Kongreye Giderken Yeşiller Partisi Hakkındaki Düşüncelerim..

0

Kongreye giderken geriye dönüp baktığımda partide gördüğüm samimi uğraş veren, emek harcayan bir grup arkadaşın çabasından başka ortada bir şey yok. Ortada parti de yok. Var mış gibi Parti Meclisi toplantıları yaptık. Şimdi var mış gibi bir kongre yapacağız. Hayırlısı olsun.
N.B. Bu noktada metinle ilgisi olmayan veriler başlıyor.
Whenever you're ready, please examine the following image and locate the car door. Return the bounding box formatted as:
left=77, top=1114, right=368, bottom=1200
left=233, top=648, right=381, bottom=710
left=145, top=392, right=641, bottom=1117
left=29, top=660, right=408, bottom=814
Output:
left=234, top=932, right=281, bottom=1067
Kongrenin de gerçek bir kongre gibi mi yoksa “mış gibi” bir kongre olacağını da hep birlikte göreceğiz.

Bilge, ‘yeşillere siyasi lider gerek mi’ başlıklı şimdiye kadar yazdıkları içinde en samimi bulduğum e-postasında “  işlevsiz yerel örgüt kuramayan  bodrum üyeleri İzmire , yeni üye olan siirt üyeleri ankaraya v.s taşınarak gerçekten rekorlar kitabına geçecek bir beceri sergilediğimiz” için emek veren arkadaşlara teşekkür ediyor. Yani mış gibi partimiz kongreye de mış gibi hazırlanma becerisini gösterdi. Bende tebrik ederim.
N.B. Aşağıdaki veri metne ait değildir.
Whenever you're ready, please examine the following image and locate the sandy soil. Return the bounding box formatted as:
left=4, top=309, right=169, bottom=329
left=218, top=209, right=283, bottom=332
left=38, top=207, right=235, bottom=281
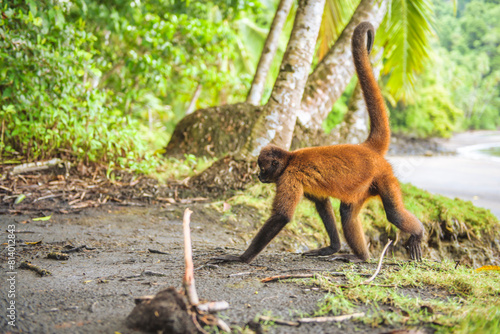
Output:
left=0, top=204, right=432, bottom=334
left=0, top=132, right=500, bottom=334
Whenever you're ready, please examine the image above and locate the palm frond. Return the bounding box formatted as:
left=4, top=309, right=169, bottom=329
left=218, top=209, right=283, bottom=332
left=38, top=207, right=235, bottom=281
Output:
left=317, top=0, right=361, bottom=60
left=377, top=0, right=434, bottom=100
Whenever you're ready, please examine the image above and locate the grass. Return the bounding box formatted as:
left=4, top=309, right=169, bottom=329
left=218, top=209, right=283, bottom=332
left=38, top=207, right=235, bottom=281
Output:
left=226, top=184, right=500, bottom=266
left=302, top=260, right=500, bottom=333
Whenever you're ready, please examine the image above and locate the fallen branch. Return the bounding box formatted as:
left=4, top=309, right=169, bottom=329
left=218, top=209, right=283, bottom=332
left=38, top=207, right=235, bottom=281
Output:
left=362, top=239, right=392, bottom=284
left=260, top=274, right=318, bottom=283
left=19, top=261, right=52, bottom=276
left=47, top=252, right=69, bottom=261
left=126, top=208, right=231, bottom=334
left=196, top=300, right=229, bottom=313
left=298, top=312, right=365, bottom=324
left=182, top=208, right=200, bottom=305
left=259, top=315, right=300, bottom=327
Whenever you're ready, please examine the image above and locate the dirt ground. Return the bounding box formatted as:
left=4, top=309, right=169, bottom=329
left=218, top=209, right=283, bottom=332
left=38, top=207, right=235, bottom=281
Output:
left=0, top=203, right=432, bottom=334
Parti kongresine giderken Ayçiceği Listesi adı altında liste çıkması ve arkadaşlarımızın göreve talip olduklarını ifade etmeleri benim düşünceme göre iyi bir şey. Ümit ‘Kongreye doğru-3: Listenin Faydaları’ yazısında bunun ne kadar iyi bir şey olduğunu anlatmış. Düşüncelerine katılıyorum. Ama ilave etmek istediğim bir husus var. Bir kişi aday olunca

“Ben bu işi, kendi rızamla, başkalarının baskısı olmaksızın yapmak istiyorum, bunun sorumluluğunu alıyorum” demiş oluyor.  Salt kişi olarak değil de  bir liste adayı olarak ta çıkıldığına göre “biz bir kişi değiliz, bir grubuz ve grup olarak bu işe talibiz, bu işin sorumluluğunu hem kişi hem de grup olarak da almış oluyoruz” demiş oluyorlar. Bu güzel bir şey. Keşke başka listelerde çıksa ve arkadaşlarımız hizmet için yarışabilse. Kongrede de hizmet için yarışan arkadaşlarımızın içinden kendimizce  en uygun gördüklerimizi seçebilsek.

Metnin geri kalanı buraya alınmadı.